To build its mask Acanthaspis petax must first capture its prey. Once captured Acanthaspis petax injects the prey with digestive enzymes and drinks the dissolved tissues, leaving an empty exoskeleton behind. This exoskeleton is fixed to the back of Acanthaspis petax using adhesive threads it secretes from secretory hairs on its abdomen.

How exactly this carcass mound camouflages Acanthaspis petax is still up for debate as little research has been done on the topic. One theory is camouflage by bizarre forms: the insect may attach so many items to its back that it is unrecognizable to predators. Not camouflaging as something else but simply disrupting its image. Another idea is that Acanthaspis petax is camouflaging itself as a swarm of ants. Interestingly, ants are not the only organisms Acanthaspis petax preys on, but they are the main ones it builds its mask out of. This is possibly because salticid spiders are a major predator of Acanthaspis petax but not of ants. In fact, spiders may avoid a cluster of ants in fear of being swarmed by them.

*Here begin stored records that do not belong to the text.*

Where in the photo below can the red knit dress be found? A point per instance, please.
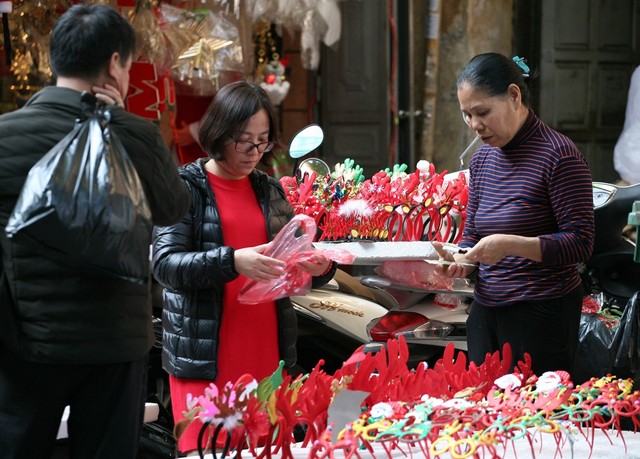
(248, 340)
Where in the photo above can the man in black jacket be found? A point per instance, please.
(69, 336)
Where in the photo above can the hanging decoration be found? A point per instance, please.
(271, 66)
(455, 409)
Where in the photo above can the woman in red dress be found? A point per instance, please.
(203, 261)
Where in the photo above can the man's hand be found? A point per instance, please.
(108, 95)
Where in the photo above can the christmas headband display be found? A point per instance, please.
(452, 409)
(392, 205)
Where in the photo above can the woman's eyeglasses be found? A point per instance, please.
(244, 146)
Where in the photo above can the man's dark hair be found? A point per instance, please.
(85, 37)
(229, 114)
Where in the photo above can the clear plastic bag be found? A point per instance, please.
(414, 273)
(292, 245)
(83, 204)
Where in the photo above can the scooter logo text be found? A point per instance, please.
(337, 307)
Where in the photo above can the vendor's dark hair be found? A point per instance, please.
(84, 39)
(229, 114)
(493, 73)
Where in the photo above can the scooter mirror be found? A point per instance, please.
(310, 165)
(305, 141)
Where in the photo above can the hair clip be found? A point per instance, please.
(521, 62)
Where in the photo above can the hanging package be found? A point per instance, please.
(83, 204)
(606, 348)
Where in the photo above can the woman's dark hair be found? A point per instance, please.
(493, 73)
(84, 39)
(229, 113)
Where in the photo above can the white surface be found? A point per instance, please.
(151, 412)
(544, 446)
(372, 253)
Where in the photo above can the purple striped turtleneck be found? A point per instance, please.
(537, 185)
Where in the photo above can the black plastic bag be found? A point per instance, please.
(83, 203)
(604, 350)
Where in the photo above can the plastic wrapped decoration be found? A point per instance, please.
(162, 34)
(292, 245)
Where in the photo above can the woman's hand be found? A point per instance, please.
(252, 264)
(316, 265)
(108, 95)
(455, 269)
(491, 249)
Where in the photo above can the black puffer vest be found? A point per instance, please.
(193, 265)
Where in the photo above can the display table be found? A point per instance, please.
(544, 446)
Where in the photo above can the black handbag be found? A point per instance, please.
(83, 203)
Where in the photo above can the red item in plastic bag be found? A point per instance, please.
(292, 245)
(414, 273)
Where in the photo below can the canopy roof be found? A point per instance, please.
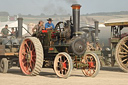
(13, 24)
(117, 22)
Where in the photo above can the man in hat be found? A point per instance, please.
(5, 31)
(38, 27)
(49, 25)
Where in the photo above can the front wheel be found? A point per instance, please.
(93, 65)
(31, 56)
(63, 65)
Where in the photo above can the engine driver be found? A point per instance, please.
(38, 27)
(49, 25)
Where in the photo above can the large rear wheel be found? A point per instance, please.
(121, 54)
(31, 56)
(93, 65)
(63, 65)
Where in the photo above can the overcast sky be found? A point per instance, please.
(36, 7)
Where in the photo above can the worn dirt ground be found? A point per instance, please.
(107, 76)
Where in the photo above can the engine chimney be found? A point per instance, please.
(96, 30)
(76, 17)
(20, 22)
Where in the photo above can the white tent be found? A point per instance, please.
(13, 24)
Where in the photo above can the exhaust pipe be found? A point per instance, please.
(96, 30)
(76, 17)
(20, 23)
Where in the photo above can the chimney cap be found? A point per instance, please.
(76, 6)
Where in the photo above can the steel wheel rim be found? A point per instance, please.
(91, 62)
(27, 56)
(62, 65)
(122, 53)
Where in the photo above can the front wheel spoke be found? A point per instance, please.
(123, 53)
(125, 45)
(124, 49)
(123, 56)
(27, 47)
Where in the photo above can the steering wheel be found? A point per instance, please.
(59, 27)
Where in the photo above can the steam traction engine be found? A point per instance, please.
(62, 48)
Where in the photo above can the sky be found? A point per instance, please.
(49, 7)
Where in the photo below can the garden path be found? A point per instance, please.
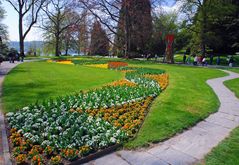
(5, 67)
(192, 145)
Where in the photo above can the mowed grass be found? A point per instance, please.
(33, 81)
(226, 153)
(233, 85)
(187, 100)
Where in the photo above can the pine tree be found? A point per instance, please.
(99, 41)
(134, 26)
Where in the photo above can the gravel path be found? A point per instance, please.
(192, 145)
(5, 67)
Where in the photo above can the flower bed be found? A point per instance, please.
(69, 62)
(117, 64)
(72, 127)
(123, 82)
(103, 66)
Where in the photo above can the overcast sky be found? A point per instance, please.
(11, 21)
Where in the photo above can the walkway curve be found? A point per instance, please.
(5, 67)
(192, 145)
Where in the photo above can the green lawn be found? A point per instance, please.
(187, 100)
(233, 85)
(34, 81)
(226, 153)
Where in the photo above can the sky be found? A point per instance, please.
(11, 21)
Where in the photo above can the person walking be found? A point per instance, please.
(189, 60)
(204, 62)
(211, 59)
(231, 61)
(195, 61)
(184, 58)
(22, 56)
(218, 60)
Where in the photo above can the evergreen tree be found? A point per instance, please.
(3, 35)
(134, 26)
(99, 41)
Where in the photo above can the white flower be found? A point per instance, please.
(112, 140)
(25, 108)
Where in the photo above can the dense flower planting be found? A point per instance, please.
(104, 66)
(61, 61)
(117, 64)
(74, 126)
(123, 82)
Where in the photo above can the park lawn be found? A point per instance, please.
(186, 101)
(233, 85)
(226, 153)
(33, 81)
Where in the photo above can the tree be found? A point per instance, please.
(134, 26)
(28, 11)
(214, 23)
(80, 35)
(59, 16)
(99, 41)
(3, 34)
(163, 24)
(222, 28)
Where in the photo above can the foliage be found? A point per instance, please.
(134, 27)
(38, 81)
(99, 41)
(87, 121)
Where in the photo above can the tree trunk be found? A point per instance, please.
(21, 38)
(203, 31)
(126, 30)
(57, 45)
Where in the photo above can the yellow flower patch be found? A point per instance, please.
(122, 83)
(127, 117)
(68, 62)
(162, 79)
(103, 66)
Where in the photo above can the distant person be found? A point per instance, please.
(195, 61)
(189, 60)
(211, 59)
(204, 61)
(22, 56)
(17, 56)
(148, 56)
(1, 59)
(218, 60)
(156, 57)
(11, 57)
(184, 58)
(231, 61)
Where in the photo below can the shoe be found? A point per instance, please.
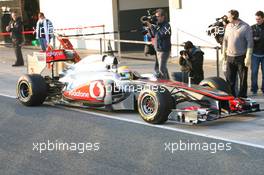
(16, 65)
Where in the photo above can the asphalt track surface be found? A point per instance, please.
(127, 145)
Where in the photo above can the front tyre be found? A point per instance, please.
(31, 89)
(155, 106)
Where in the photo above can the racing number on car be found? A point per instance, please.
(97, 89)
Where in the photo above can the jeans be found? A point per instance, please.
(256, 61)
(236, 65)
(161, 65)
(43, 44)
(17, 47)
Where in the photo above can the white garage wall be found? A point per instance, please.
(196, 15)
(79, 13)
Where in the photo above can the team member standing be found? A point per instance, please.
(237, 52)
(162, 42)
(16, 27)
(44, 31)
(258, 52)
(192, 60)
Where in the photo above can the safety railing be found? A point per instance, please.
(216, 48)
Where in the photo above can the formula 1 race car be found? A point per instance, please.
(97, 81)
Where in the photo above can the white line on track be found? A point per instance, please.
(157, 126)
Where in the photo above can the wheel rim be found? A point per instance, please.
(149, 105)
(24, 91)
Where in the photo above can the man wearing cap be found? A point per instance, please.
(162, 43)
(237, 52)
(15, 27)
(191, 60)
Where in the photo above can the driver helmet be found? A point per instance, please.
(125, 73)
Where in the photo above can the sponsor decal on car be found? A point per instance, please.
(94, 91)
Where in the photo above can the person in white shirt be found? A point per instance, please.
(44, 31)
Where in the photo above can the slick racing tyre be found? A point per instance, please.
(31, 90)
(154, 105)
(216, 83)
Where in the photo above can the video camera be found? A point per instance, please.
(150, 17)
(217, 29)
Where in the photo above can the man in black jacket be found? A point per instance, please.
(162, 43)
(15, 27)
(191, 61)
(258, 52)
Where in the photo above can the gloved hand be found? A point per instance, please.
(248, 57)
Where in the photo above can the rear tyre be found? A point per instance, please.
(216, 83)
(31, 90)
(154, 106)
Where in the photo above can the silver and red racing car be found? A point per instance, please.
(97, 81)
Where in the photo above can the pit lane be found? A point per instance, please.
(241, 129)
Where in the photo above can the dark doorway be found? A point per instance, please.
(30, 17)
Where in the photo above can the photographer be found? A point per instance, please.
(162, 42)
(237, 51)
(191, 61)
(16, 27)
(258, 52)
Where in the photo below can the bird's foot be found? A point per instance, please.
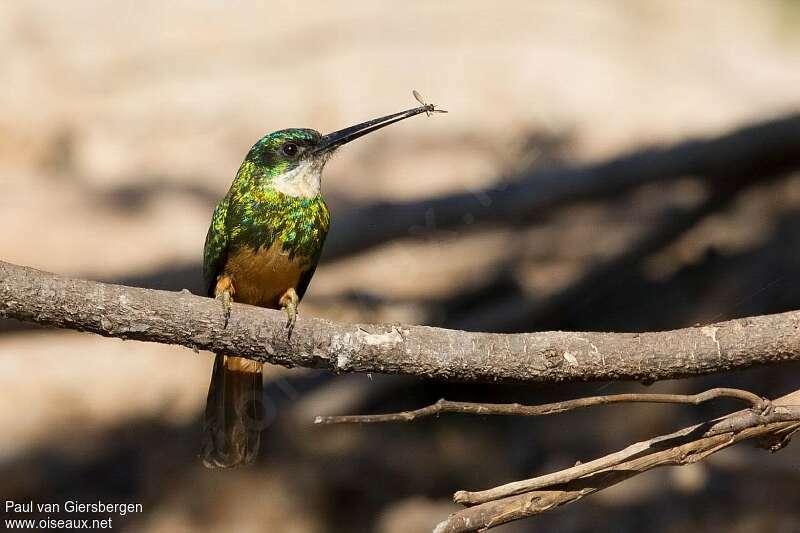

Finally, it has been suggested that this is a type of olfactory camouflage, meaning the smell of the ants would mask that of the insect, however, this theory has not been studied.

What is known is that masked bugs get preyed upon much less than naked bugs by visually oriented predators, leading to the conclusion that the camouflage is at least partially visual.

=== Other Camouflage ===
The nymphs also cover themselves in sand or soil particles. This "dust coat" may be a form of olfactory camouflage, masking the smell of Acanthaspis petax allowing it to be undetected by its prey and capture it more easily.

The nymphs are active during the day and use camouflage heavily. The adults are active at night and therefore have less of a need for camouflage and do not use it.

== Feeding ==
Acanthaspis petax stalks its prey, until it gets close enough to ambush the prey. It then pierces the prey with its syringe-like proboscis. Paralyzing saliva and digestive enzymes are sent down the proboscis into the prey. Once the prey is extra-corporeally digested Acanthaspis petax sucks the liquefied tissues up the proboscis leaving only the exoskeleton of the prey behind.

== Behaviours ==
When grabbed by a predator Acanthaspis petax can release its body from its mask and run away or hide, leaving behind only a ball of ant carcasses. If a nymph is caught, it plays dead and will not move for many minutes even if it is released.

Acanthaspis petax generally moves infrequently and in short bursts. This type of movement enhances the effectiveness of the camouflage.

Nymphs can go many days without food or water making them well adapted to their seemingly unattractive habitat.